Photo/Illutration Lawyer Remi Shiraki who represents a woman who sued the lover of her lesbian partner, talks at a news conference in Tokyo’s Chiyoda Ward on Sept. 18. (Takumi Wakai)

MOKA, Tochigi Prefecture--A Sept. 18 court ruling here in an adultery case apparently recognized a same-sex couple as being married under common-law for the first time in Japan.

The Moka branch of the Utsunomiya District Court awarded 1.1 million yen ($10,200) to the plaintiff, who filed a lawsuit against her female partner and her lover.

At the heart of the case was the issue of whether the plaintiff, as a person in a same-sex relationship, which are not recognized as marriages in Japan, was legally entitled to sue for damages.

Judge Yosuke Nakahata, in his ruling, said: “(A plaintiff) is entitled to have legal protection similar to that of (heterosexual) common-law couples if they are truly a couple.”

The plaintiff, who is in her 30s, and her partner were legally married in the United States and had lived together in Japan.

“Our relationship was destroyed due to my partner’s act of infidelity,” the plaintiff said.

She had sought 6.4 million yen in compensation from her partner and the person with whom she had an affair.

The court's ruling cited a description of Article 24 of the Constitution that states, "Marriage shall be based only on the mutual consent of both sexes.”

“When the Constitution was established, there was no assumption same-sex couples would get married. (The phrase ‘both sexes’) does not mean same-sex couples are denied,” Nakahata said in his ruling.

The court decision is based on a dissenting view from the government’s interpretation “Article 24 of the Constitution does not assume same-sex marriages.”

The relationship of heterosexual couples who have not filed marriage papers was clearly described as a “relationship similar to that of marriage” in a Supreme Court decision handed down in 1958.

Individuals in common-law marriages are able to seek compensation in cases of adultery based on that court precedent.

Whether the precedent could be applied as well to a same-sex couple was the main focus of the legal debate at the trial.

Nakahata pointed out in the ruling that the social sense of values and people’s lifestyles have become more diverse, saying, “It is hard to declare that the marriage relationship should be restricted to a man and woman.”

He also cited recent situations where some local governments have officially certified same-sex couples as couples, saying, “There is an urgent necessity to grant a certain level of protection to same-sex couples.”

In the ruling, the couple was recognized as a couple with “a living condition that indicates their de-facto marriage relationship” based on the fact they had lived together for about seven years, and got married in the United States.

Nakahata also said the amount of compensation was limited to 1.1 million yen “because there still is a gap between legally married (heterosexual) couples, or common-law couples, and same-sex couples.”

The plaintiff and her partner started their relationship in 2009 and had been living together since 2010. They obtained a marriage certificate in 2014 in the United States, according to the ruling.
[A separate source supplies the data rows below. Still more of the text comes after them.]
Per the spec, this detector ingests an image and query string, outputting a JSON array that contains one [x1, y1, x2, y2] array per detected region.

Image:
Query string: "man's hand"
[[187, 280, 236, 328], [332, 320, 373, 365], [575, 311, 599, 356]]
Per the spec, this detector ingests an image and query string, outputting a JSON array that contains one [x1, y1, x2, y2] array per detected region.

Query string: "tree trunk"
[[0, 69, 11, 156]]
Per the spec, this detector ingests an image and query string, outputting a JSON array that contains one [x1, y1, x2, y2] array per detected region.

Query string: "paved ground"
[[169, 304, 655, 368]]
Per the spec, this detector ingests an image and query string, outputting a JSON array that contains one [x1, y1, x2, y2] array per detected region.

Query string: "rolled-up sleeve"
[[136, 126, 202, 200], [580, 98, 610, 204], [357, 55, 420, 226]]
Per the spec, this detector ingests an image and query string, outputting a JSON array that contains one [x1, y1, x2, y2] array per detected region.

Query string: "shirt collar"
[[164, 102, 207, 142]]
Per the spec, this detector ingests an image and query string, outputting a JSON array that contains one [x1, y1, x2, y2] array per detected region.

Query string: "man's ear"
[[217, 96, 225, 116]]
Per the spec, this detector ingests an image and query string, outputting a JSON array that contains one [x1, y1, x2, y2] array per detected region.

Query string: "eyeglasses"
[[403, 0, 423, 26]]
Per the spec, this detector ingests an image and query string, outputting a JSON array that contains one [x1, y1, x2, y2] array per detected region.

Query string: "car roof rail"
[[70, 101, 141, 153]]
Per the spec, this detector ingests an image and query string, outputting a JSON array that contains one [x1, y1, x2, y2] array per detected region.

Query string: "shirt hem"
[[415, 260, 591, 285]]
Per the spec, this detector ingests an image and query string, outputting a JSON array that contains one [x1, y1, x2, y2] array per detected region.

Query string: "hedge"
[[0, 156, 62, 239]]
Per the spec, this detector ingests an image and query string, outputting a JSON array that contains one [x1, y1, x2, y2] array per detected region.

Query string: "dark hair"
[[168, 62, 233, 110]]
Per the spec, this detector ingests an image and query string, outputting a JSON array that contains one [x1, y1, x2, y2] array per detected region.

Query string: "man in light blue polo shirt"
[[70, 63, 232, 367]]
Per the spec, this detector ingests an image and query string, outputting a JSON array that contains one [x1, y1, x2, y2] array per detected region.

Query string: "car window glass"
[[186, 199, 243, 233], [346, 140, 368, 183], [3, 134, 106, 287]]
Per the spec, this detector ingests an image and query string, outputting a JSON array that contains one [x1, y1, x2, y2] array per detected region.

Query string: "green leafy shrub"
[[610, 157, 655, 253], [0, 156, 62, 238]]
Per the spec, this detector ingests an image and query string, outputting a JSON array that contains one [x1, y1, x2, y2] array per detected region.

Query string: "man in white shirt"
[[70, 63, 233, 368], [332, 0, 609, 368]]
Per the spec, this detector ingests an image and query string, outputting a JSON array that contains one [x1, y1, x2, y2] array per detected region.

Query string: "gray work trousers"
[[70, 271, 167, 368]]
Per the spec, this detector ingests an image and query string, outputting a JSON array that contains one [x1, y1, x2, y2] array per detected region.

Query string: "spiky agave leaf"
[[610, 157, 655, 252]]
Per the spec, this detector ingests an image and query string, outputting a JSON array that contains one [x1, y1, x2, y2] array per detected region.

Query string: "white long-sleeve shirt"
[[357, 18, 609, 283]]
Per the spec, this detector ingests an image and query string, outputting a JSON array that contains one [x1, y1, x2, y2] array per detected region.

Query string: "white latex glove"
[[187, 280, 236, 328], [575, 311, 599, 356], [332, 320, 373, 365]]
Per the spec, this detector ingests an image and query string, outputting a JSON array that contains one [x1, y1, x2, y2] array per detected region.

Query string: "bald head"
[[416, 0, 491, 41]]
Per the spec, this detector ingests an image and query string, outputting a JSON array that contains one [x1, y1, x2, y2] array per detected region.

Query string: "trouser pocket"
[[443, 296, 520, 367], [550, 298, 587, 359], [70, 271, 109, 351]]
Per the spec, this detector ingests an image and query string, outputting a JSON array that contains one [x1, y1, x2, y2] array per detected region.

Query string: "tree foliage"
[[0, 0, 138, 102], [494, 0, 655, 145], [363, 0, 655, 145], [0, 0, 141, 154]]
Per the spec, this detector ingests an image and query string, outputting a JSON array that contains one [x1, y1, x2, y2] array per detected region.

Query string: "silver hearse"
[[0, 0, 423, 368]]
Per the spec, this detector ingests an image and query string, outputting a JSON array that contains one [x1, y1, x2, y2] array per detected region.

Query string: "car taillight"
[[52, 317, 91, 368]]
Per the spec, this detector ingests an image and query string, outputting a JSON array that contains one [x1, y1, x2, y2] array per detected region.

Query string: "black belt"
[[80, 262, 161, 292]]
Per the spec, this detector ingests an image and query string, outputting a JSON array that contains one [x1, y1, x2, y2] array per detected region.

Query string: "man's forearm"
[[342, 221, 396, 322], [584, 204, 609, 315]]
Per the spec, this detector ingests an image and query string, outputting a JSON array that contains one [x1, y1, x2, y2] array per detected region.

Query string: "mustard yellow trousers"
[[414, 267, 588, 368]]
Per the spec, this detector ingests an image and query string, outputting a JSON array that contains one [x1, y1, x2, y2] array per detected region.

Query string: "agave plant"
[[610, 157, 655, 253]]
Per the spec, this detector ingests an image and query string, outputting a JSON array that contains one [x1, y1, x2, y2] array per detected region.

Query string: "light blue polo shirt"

The plaintiff's partner, who wished to have a baby, found a sperm donor through a social networking site and was artificially inseminated.

After the plaintiff discovered her partner had cheated on her with the donor, thereby ending the relationship, she decided to take legal action.


“The biggest thing is that it was recognized that the relationship of a same-sex couple is similar to that of (heterosexual) common-law couples,” said Remi Shiraki, the representative of the plaintiff, during a news conference in Tokyo.

Shiraki said on behalf of the plaintiff, “The time I spent with my partner was recognized as a de-facto marriage, and I feel that part of my life has been recognized. I feel like I was saved.

“I'm so happy that more people in my sort of situation will be able to protect themselves.”

Since February, 13 same-sex couples have filed lawsuits at five district courts, claiming it is unconstitutional for Japan to refuse to recognize their marriages.

“The ruling (at the Utsunomiya district court) is the one that can positively affect same-sex couple’s trials,” said Shinya Maezono, 44, a lawyer who supports their legal battle.

The plaintiffs argued that the concept of Article 24 assures the “freedom of marriage,” and thus surely means that anybody can get married without any interference from the government or a third party.

The article in question does not prohibit same-sex couples from getting married, those plaintiffs argued.

“The ruling at the Utsunomiya District Court was in line with the argument made by the plaintiffs asserting their rights as same-sex married couples," Maezono said.

“It is probably the first time there has been a ruling based on the concept where the Constitution does not prohibit same-sex couples from getting married.”

Masayuki Tanamura, a professor of family law at Tokyo's Waseda University, said, “This is an epoch-making ruling and a big step toward the acceptance of same-sex marriages.”